Hé oui, parce que figurez-vous que les temps ont changé. Elle est finie l’époque où il fallait prendre cinq minutes pour composer un numéro en tournant comme un couillon un cadran avec son doigt, et où vous risquiez la tendinite à chaque conversation à cause du poids du combiné. Maintenant, on est en plein dans la société de communication, vous savez, cette société où vous êtes devenu ultra-joignable, cette société qui sait tout le temps où vous êtes et qui s’amuse à le dire à tout le monde, cette société qui vous vend toutes sortes d’appareils qu’elle vous présente comme ultra-révolutionnaires, en vous faisant croire que si vous ne vous en équipez pas, vous ne serez qu’un gros ringard attardé. Désormais, grâce à elle, on peut vous appeler n’importe où, n’importe quand, quoi que vous fassiez, peu importe avec qui vous êtes. Et il paraît que c’est génial.
Parce que, c’est quand même une grosse maline, cette société de consommation. Elle n’a qu’un mot à la bouche : la liberté. Elle nous le sert tout le temps, et à toutes les sauces. La liberté est son idée fixe. C’est pour que vous soyez libre qu’elle fait tout ça pour vous. Comment continuerez-vous à vivre si vous n’achetez pas le dernier iPhone (qui en plus fait aussi thermomètre anal grâce à son nouveau stylet) ? Et comment appelleriez-vous les Chinois que vous ne connaissez pas sans le super forfait qu’elle vous propose avec ? Vous ne voudriez pas prendre le risque de continuer à évoluer sans vous munir de la nouvelle montre-portable de Samsung, avec laquelle vous n'avez pas du tout l'air d'un con quand vous parlez à votre poignet ? Hein ? Quoi ?? Comment ? Qu’entends-je ? Vous me dîtes que si, vous pouvez faire tout ça ? Hérétique va ! Vous n’êtes pas normal, il est temps que vous vous fassiez soigner ! On n’est plus dans les années 1980 man, il faut vivre avec son temps !

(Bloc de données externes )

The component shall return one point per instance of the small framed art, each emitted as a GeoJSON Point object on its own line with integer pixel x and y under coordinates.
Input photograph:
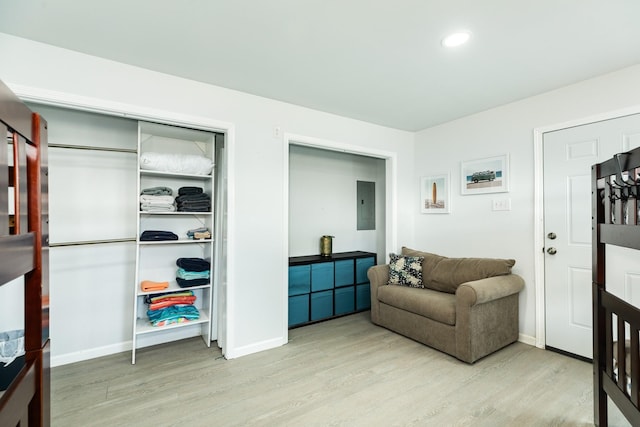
{"type": "Point", "coordinates": [434, 194]}
{"type": "Point", "coordinates": [490, 175]}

Ah ouais ?! Et bien écoutes moi bien connasse : je ne considère pas qu’être joignable 24h/24 et 7 jours/7, ce soit de la liberté, mais plutôt l’inverse, si tu veux tout savoir. Je considère que la VRAIE liberté, c’est de pouvoir décider de ce qu’on va faire de son temps libre, et de s’affranchir de toutes les contraintes qui pourraient vous tomber dessus par l’intermédiaire de l’appel ou du message d’autrui. Je considère que LA liberté, c’est de passer une journée, tranquille, pénard, avec sa meuf, rien qu’avec elle, sans qu’un connard ou une connasse ne vienne troubler cette tranquillité et ce bonheur en faisant vibrer mon portable ou notifier mon ordinateur. La Liberté, avec un grand L, c’est s’affranchir de tous ces appareils qui vous enchaînent à votre quotidien, qui réduisent à néant votre marge de manœuvre, et qui vous empêche de vivre comme vous l’entendez. Et donc, ce n’est pas vivre avec une carte Sim agrafée sur la peau des couilles.
Sur ce, chère Société de communication, je t’emmerde. Signé : le vieux con qui ne vit pas avec son temps.